Author: A. C. Grayling
Publisher: Penguin UK
Published: 2019-06-20
Total Pages: 559
ISBN-13: 0241980860
DOWNLOAD EBOOKAUTHORITATIVE AND ACCESSIBLE, THIS LANDMARK WORK IS THE FIRST SINGLE-VOLUME HISTORY OF PHILOSOPHY SHARED FOR DECADES 'A cerebrally enjoyable survey, written with great clarity and touches of wit' Sunday Times The story of philosophy is an epic tale: an exploration of the ideas, views and teachings of some of the most creative minds known to humanity. But there has been no comprehensive history of this great intellectual journey since 1945. Intelligible for students and eye-opening for philosophy readers, A. C. Grayling covers with characteristic clarity and elegance subjects like epistemology, metaphysics, ethics, logic, and the philosophy of mind, as well as the history of debates in these areas, through the ideas of celebrated philosophers as well as less well-known influential thinkers. The History of Philosophy takes the reader on a journey from the age of the Buddha, Confucius and Socrates. Through Christianity's dominance of the European mind to the Renaissance and Enlightenment. On to Mill, Nietzsche, Sartre, then the philosophical traditions of India, China and the Persian-Arabic world. And finally, into philosophy today.

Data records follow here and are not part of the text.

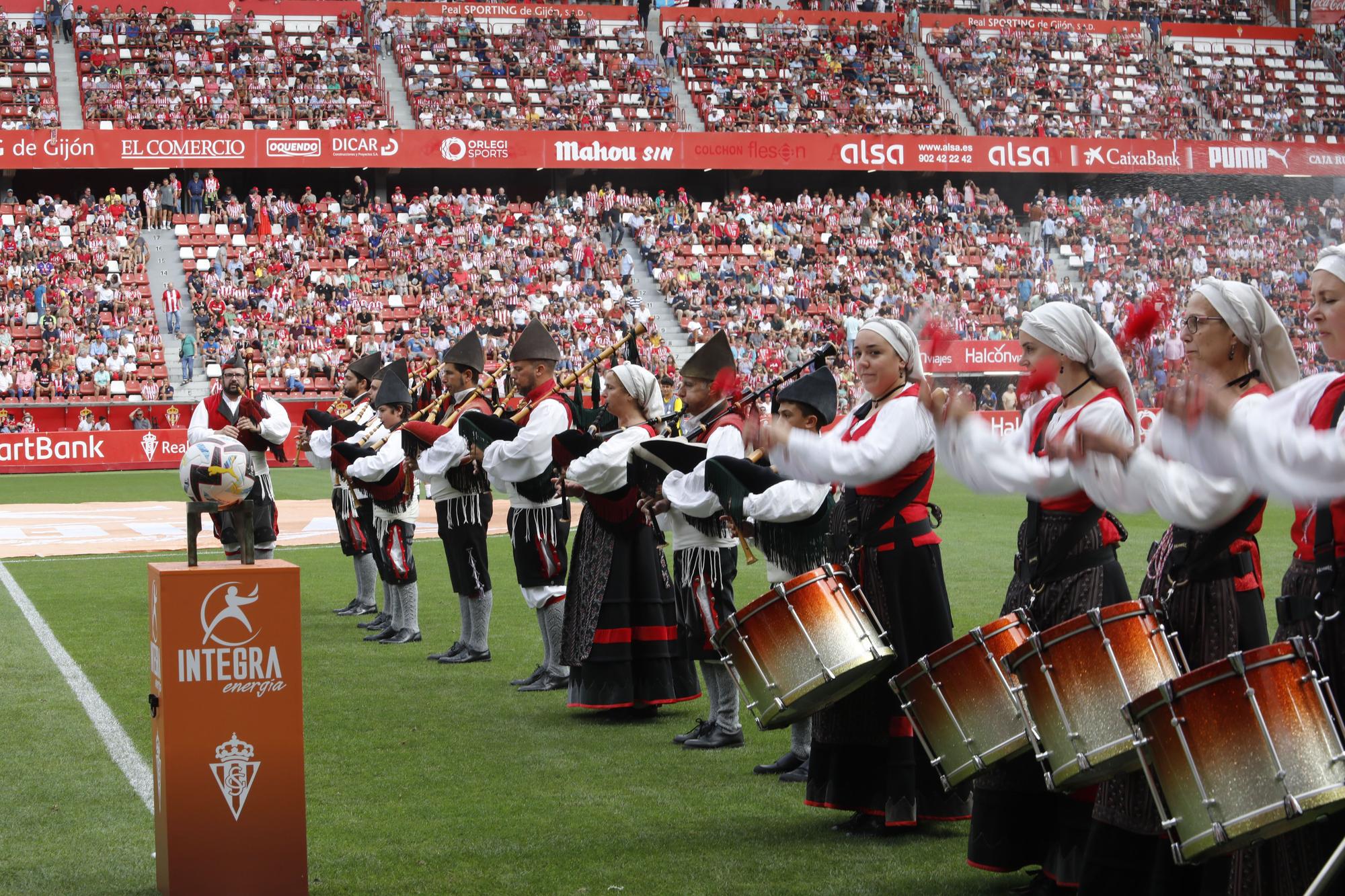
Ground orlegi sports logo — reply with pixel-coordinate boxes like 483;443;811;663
990;140;1050;168
266;137;323;159
1209;147;1290;171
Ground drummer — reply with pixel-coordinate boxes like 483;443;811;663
921;301;1139;892
1069;278;1298;892
763;317;967;834
1146;246;1345;896
706;367;837;783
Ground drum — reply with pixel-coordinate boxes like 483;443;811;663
1005;600;1184;790
714;565;893;729
1126;638;1345;864
888;610;1032;790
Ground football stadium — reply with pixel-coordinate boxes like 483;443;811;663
0;0;1345;896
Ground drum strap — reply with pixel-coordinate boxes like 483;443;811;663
1313;390;1345;602
1167;498;1266;583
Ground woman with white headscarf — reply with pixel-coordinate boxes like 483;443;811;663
921;301;1139;892
763;317;967;834
551;364;701;717
1163;245;1345;896
1054;278;1298;893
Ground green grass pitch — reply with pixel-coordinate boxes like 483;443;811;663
0;469;1291;896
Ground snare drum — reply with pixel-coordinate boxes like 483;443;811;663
1005;600;1184;790
889;610;1032;790
1126;638;1345;864
714;565;893;729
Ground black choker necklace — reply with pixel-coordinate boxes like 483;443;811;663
1063;374;1098;401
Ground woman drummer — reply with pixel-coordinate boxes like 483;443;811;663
921;301;1139;892
763;317;967;834
1054;278;1298;893
1165;246;1345;896
553;364;701;716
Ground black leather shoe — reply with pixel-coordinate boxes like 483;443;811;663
438;647;491;663
752;749;803;775
510;665;546;688
355;614;393;631
378;628;420;645
780;759;808;784
682;725;746;749
672;719;710;745
426;641;467;662
518;671;570;694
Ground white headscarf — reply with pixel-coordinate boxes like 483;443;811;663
612;363;663;418
1018;301;1139;444
859;317;924;382
1313;243;1345;282
1196;277;1297;391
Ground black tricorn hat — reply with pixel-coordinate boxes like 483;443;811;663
346;352;383;379
440;329;484;372
508;319;561;360
682;329;733;380
776;367;837;426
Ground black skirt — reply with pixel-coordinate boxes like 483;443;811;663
804;498;968;827
434;493;495;598
967;512;1130;885
561;507;701;709
1228;560;1345;896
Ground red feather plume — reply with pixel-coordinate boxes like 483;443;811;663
1015;360;1060;406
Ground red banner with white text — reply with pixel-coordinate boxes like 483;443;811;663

Author: A. Laurence Le Quesne
Publisher: Oxford University Press, USA
Published: 1993
Total Pages: 456
ISBN-13:
DOWNLOAD EBOOKContains critical examinations of the works of four Victorian thinkers: Carlyle by AL Le Quesne; Ruskin by GPO Landow; Arnold by S Collini and Morris by P Stansky.
Author: P. Readman
Publisher: Springer
Published: 2014-05-20
Total Pages: 348
ISBN-13: 1137320583
DOWNLOAD EBOOKCovering two hundred years, this groundbreaking book brings together essays on borderlands by leading experts in the modern history of the Americas, Europe, Africa, Asia and Australia to offer the first historical study of borderlands with a global reach.